Punke, Michael: Last Stand: George Bird Grinnell, the Battle to Save the Buffalo, and the Birth of the New West

Scott, Paul: Raj Quartet

Seth, Vikram: A Suitable Boy

Spurling, Hilary: Paul Scott: The Life of the Author of the Raj Quartet

Todd, Charles: A Lonely Death

Wilkerson, Isabel: Warmth of Other Suns: The Epic Story of America’s Great Migration

 
Discussion

NPR: What Kids Are Reading, In School And Out, by Lynn Neary, June 13, 2013


50 Books That Will Change Your Life




From Mary Lou in MD:


DeAnne Blanton and Lauren M. Cook, They Fought Like Demons:  Women Soldiers in the American Civil War (2002).  Extensive research into civil war correspondence as well as the scant official records of distaff soldiers results in a detailed account of the women who disguised themselves as men and enlisted in the Union or Confederate armies.  Some of them followed husbands, brothers or fathers into war.  Others came for the adventure or to escape the limited lives open to females at the time.  The authors’ research revealed about 250 such women, but there were undoubtedly several times this number.  Many remained undetected until they were killed or wounded, and some not even then.  A few were detected only when they gave birth while serving.  (The uniforms were quite baggy.)  Some women, after being discovered and discharged, went elsewhere and enlisted in other units.  The book contains illustrations of a few of these women in both male and female attire and many, many endnotes. 

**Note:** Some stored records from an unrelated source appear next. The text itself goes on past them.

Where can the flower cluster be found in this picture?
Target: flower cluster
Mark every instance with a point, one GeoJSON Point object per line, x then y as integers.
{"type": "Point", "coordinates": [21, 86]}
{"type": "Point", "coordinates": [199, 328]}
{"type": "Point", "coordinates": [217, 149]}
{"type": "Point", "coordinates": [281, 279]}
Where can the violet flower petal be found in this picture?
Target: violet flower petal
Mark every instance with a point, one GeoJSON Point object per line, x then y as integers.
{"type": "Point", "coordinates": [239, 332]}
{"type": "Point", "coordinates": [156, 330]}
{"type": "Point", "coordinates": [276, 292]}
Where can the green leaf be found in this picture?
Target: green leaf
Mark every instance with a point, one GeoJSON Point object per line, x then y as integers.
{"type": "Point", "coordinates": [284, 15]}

Mark Twain, Personal Recollections of Joan of Arc, As Told by Mark Twain (1895, 1995).  At age 15, Sam Clemens discovered the story of Joan of Arc and became fascinated with her story and with storytelling itself.  After he became an established writer, Twain spent 12 years researching original documents and two years writing the work.  Among other things, he relies on the complete transcripts of the Church’s trials of Joan. Twain chose as narrator Joan’s page and scribe Louis de Conte, a childhood friend now reflecting back on events he witnessed a half century before.  Twain has invented a personality and biography for this name from the historical records.  Another degree of distance is provided by the somewhat officious “translator” who provides a preface and occasional footnotes.  The book was first serialized anonymously in Harper’s Magazine in 1895.  A year later Twain published the work in book form and dedicated it to his wife.  He considered it his most important work.  It is a vivid, inspired, moving and occasionally humorous telling of the familiar story of Joan’s humble childhood, heroic military campaigns, and tragic betrayal and martyrdom.    

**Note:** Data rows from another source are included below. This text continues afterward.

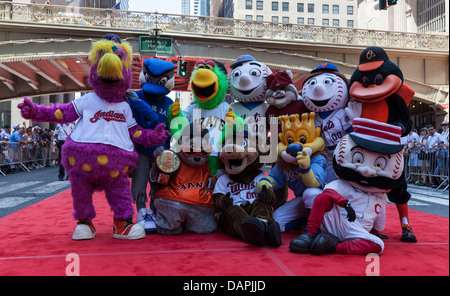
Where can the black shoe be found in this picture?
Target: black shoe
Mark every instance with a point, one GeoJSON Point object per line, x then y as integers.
{"type": "Point", "coordinates": [273, 235]}
{"type": "Point", "coordinates": [302, 243]}
{"type": "Point", "coordinates": [407, 234]}
{"type": "Point", "coordinates": [253, 230]}
{"type": "Point", "coordinates": [324, 243]}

Georgette Heyer, The Conqueror (1931).  The conqueror is William, Duke of Normandy of 1066 and all that.  The Prologue is set in 1028 and tells of William’s birth to the mistress of Robert Duke of Normandy. The opening scene is a market and Heyer describes the merchants and their wares in a virtuoso performance of Middle English and Norman French vocabulary.  (It has been a long time since a novelist sent me cheerfully to the dictionary.)  The structure of the novel is chronological in sections titled Beardless Youth, The Rough Wooing, The Might of France, The Oath, The Crown, and Epilogue.  It is William’s story, but the perspective is that of Raoul de Harcourt, who pledges fealty to William when both of them are still “beardless youths.”  Young Duke William shows himself a brilliant politician who brings the feuding Norman nobles under control by policy and fairness as well as by force.  He also is an innovative military tactician who disregards his military advisors, never loses a battle, and first employs archers in battle with France. The battle scenes give Heyer another opportunity to display her facility with obsolete vocabulary as she describes medieval weaponry.  Raoul remains William’s closest companion through all the intrigues and battles, even years later when he disapproves of William’s fixation on the conquest of England.  It is Raoul’s perspective that provides the ethical context for the accounting of historical events.  The characters of both William and Raoul are expertly drawn.